Il serait totalement ubuesque d’imaginer trouver une définition parfaite au métier de DRH ! D’ailleurs, les acronymes de cette fonction sont si nombreux que chacun s’y perdrait… Cela étant, le DRH n’en reste pas moins au carrefour de deux univers, parfois allant dans le même sens, souvent avec un objectif commun, mais des moyens différents.

Pour la direction, le DRH est la cheville ouvrière d’une réelle politique sociale dans certains cas, des basses oeuvres régulièrement. Il est vrai que, de plus en plus, les DRH siègent si ce n’est aux conseils d’administration, tout du moins aux comités exécutifs, CODIR et autres COPERF.

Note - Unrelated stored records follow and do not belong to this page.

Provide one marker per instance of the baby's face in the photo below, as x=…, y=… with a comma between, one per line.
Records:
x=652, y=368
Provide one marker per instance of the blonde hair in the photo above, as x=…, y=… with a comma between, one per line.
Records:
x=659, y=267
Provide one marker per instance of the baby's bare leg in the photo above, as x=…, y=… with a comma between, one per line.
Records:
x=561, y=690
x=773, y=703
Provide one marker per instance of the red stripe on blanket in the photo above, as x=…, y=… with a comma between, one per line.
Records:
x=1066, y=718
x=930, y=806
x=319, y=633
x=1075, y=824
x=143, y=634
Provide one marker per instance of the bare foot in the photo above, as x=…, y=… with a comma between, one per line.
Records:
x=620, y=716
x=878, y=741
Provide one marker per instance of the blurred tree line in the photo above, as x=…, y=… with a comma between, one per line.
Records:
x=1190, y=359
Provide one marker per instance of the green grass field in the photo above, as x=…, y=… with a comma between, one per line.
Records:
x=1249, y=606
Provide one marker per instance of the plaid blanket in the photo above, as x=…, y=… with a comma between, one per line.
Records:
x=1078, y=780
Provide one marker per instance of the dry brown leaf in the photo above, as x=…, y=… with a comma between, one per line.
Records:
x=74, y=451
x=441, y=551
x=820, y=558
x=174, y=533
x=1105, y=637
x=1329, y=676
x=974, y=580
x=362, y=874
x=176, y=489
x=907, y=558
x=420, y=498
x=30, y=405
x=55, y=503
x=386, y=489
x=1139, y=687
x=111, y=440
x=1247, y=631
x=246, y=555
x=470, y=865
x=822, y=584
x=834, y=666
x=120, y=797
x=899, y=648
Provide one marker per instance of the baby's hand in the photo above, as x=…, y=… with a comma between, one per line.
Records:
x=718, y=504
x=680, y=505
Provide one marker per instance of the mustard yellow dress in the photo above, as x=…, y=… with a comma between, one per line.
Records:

Mais au final, la présence vaut elle entente ? Pas si sûr.

Pour les syndicats, il est l’interlocuteur privilégié de leurs doléances, parfois, et revendications, souvent. Pas nécessairement représentatives, d’ailleurs, de tous les salariés, mais à partir de deux personnes, ne constitue-t-on pas un groupe ?

Pour les salariés, il est le plus souvent au début un espoir de voir leurs situations individuelles mieux prises en compte, quant à la fin, je vous laisse deviner. Ce n’est pas pour rien que le terme « DRH bashing » revient régulièrement… (Je vous renvoie pour plus de détails à l’étude CEGOS réalisée sur le sujet le 28 juin 2012).

Bref, pour qu’un DRH soit efficace, il lui faudrait 3 ingrédients de base :
– une direction qui lui donne les moyens et l’écoute au même titre qu’une fonction production le considérant comme une fonction support non pas au sens « poids mort » du terme, mais bien « avantage stratégique »,
– des syndicats qui abandonnent enfin le dogmatisme d’un illustre passé hérité de la lutte des classes au profit d’interventions et de demandes pragmatiques,
– des salariés qui comprennent qu’un DRH n’est pas une assistante sociale, mais qu’il est bien là pour faire évoluer les conditions de travail conformément aux objectifs de l’entreprise.

Par ailleurs, il faut que le DRH présente un grand nombre de qualités intrinsèques avant même d’en chercher chez les autres. Mais celles-ci, vous les connaissez déjà.

Ces ingrédients réunis, le DRH, de mon point de vue, sera là pour permettre à l’entreprise de mettre en oeuvre sa stratégie, en adaptant l’outil de production aux besoins et attentes du marché, tout en ayant parfaitement conscience de sa responsabilité sociale et donc en tenant compte avant toute chose des salariés. En résumé la littérature actuelle fait la part belle à la fonction de DRH vue sous l’angle exclusif de son intégration à une société, mais oublie l’apport que chaque DRH devrait rechercher vis à vis de LA société.

Malheureusement, tant que certains patrons et DRH estimeront que leur responsabilité sociale ne s’entend que vis à vis de leurs actionnaires, l’équation sera insoluble…

Tant que les IRP estimeront que les conditions de travail endogènes ne souffrent d’aucune contraintes exogènes, l’équation sera insoluble….

Fort heureusement, je découvre, aujourd’hui, qu’il est possible d’adopter et de faire adopter des politiques sociétales consensuelles qui satisfont aux intérêts du plus grand nombre… Cette découverte, je la fais au gré d’un changement d’entreprise. Changement devenu nécessaire, dans mon cas, pour continuer de croire qu’en effet, il est possible d’exercer le métier de DRH avec raison, passion, et humanisme.

Et vous, votre métier de DRH, c’est quoi ?!